Landeshut, 22 avril 1759
Je vous ai envoyé mes vers à ma sœur Amélie, comme l'esquisse d'une épître.
Je n'ai ni l'esprit assez libre, ni assez de temps pour faire quelque chose de fini. Et d'ailleurs quelques inadvertances, quelques crimes de lèse majesté contre Vaugelas ou l'abbé d'Olivet, ne doivent pas vous surprendre. Le moyen d'écrire purement en Allemagne, et de ne pas commettre des fautes d'ignorance et contre l'usage, quand je vois tant de poètes français, domiciliés à Paris, dont les ouvrages en fourmillent! Je remarque de plus qu'il faut avoir un bon critique qui vous fasse observer les fautes que l'amour propre nous voile, qui marque les endroits faibles et défectueux. Je vois assez bien les négligences des autres, et, dans la composition, je demeure aveugle sur les miennes. Voilà comme les hommes sont faits.
Votre nouvelle strophe de cette funeste ode est belle. Je passerais les petites bagatelles qui vous arrêtent. Ne dites pas que Marsyas juge Apollon, si je m'escrime avec vous de poésie.
Au lieu de du sort soutint les coups, on peut mettre affronte les coups; et, au lieu de venir son heure fatale, approcher l'heure fatale.
J'avoue que son heure fatale vaut mieux que l'heure fatale; c'est à vous d'en juger.
Pour l'ode, en général, elle est très belle. Voici les difficultés qu'un ignorant vous propose. Vous le confondrez peut-être fondé sur l'autorité des Olivet, des Quarante, et de toute la république de Genève.
Dans cette foule abreuvée, amphibologie; est ce la foule qui est abreuvée ou est ce la mort? J'entends bien votre idée; mais un grand poète comme vous ne doit point avoir recours à un commentaire pour expliquer sa pensée.
5me strophe. Je fus battu à Hochkirch, le moment que ma digne sœur expirait.
6me strophe, admirable; 7me, 8me, excellentes; 9me, de même. La dernière partie de la 10me ne répond pas au commencement.
La stupide ignorance, les Midas, les Homère, les Zoïle, est étranger au sujet de l'ode, et ne sert là que de remplissage. Il s'agit de ma sœur, et non d'Homère ni de Zoïle.

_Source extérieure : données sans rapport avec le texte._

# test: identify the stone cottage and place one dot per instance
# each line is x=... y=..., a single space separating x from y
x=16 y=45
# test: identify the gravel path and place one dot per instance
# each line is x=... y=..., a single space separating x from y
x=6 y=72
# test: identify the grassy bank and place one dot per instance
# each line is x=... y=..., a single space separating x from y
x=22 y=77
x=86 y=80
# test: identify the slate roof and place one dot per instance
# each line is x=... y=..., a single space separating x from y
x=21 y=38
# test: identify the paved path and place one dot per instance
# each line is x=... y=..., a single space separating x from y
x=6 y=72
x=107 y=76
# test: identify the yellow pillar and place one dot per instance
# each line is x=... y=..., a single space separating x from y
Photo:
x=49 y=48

Strophe 11me, bonne; 12me, qui font des cours les plus belles, infâme cheville. Le sens finit, qui font des cours; les plus belles n'est qu'un remplissage sans beauté, digne de Mévius, et non pas de Virgile. Cela demande absolument une correction, cela est lâche et faible.
Strophe 13me. Du temps qui fuit toujours tu fis toujours usage; la répétition de toujours est sans grâce. Si moi, polisson, je devais corriger ce vers, je suerais sang et eau; mais Voltaire n'est pas Voltaire en vain. C'est à lui à y donner plus de force. Lueur obscure, plus affreuse que la nuit; cela est digne des ténèbres visibles de Milton, dont l'auteur de la Henriade s'est tant moqué.
Les strophes 14me et 15me sont admirables.
Je crois vous voir à la lecture de ma lettre. Quel polisson! direz vous; qu'il fasse premièrement de bons vers, et qu'ensuite il se mêle de reprendre ceux des autres. Mais je vous le dis encore, je ne vois goutte aux miens, je les trouve souvent faibles, mais je n'ai pas le talent de les faire meilleurs. D'ailleurs, ne prenez jamais pour juge de vos vers un général d'armée qui se trouve vis à vis de l'ennemi; c'est le moment où l'on est le moins traitable.
J'ai dérangé le projet de campagne de m. Daun et des Français, sans presque remuer de ma place. Je suis occupé à présent à d'autres sottises de cette espèce; et, tant que cette chienne de vie durera, ne croyez pas trouver en moi un critique indulgent. On prend l'esprit de son métier, et, dans ces moments d'alarmes, je fais main basse, si je peux, sur l'ennemi et sur tous les vers qui ne me plaisent pas, hormis les miens.
Adieu, ermite suisse; ne vous fâchez pas contre don Quichotte, qui jetait les vers de l'Arioste au feu, qui ne valaient pas les vôtres, et ayez quelque indulgence pour un censeur germanique qui vous écrit des fins fonds de la Silésie.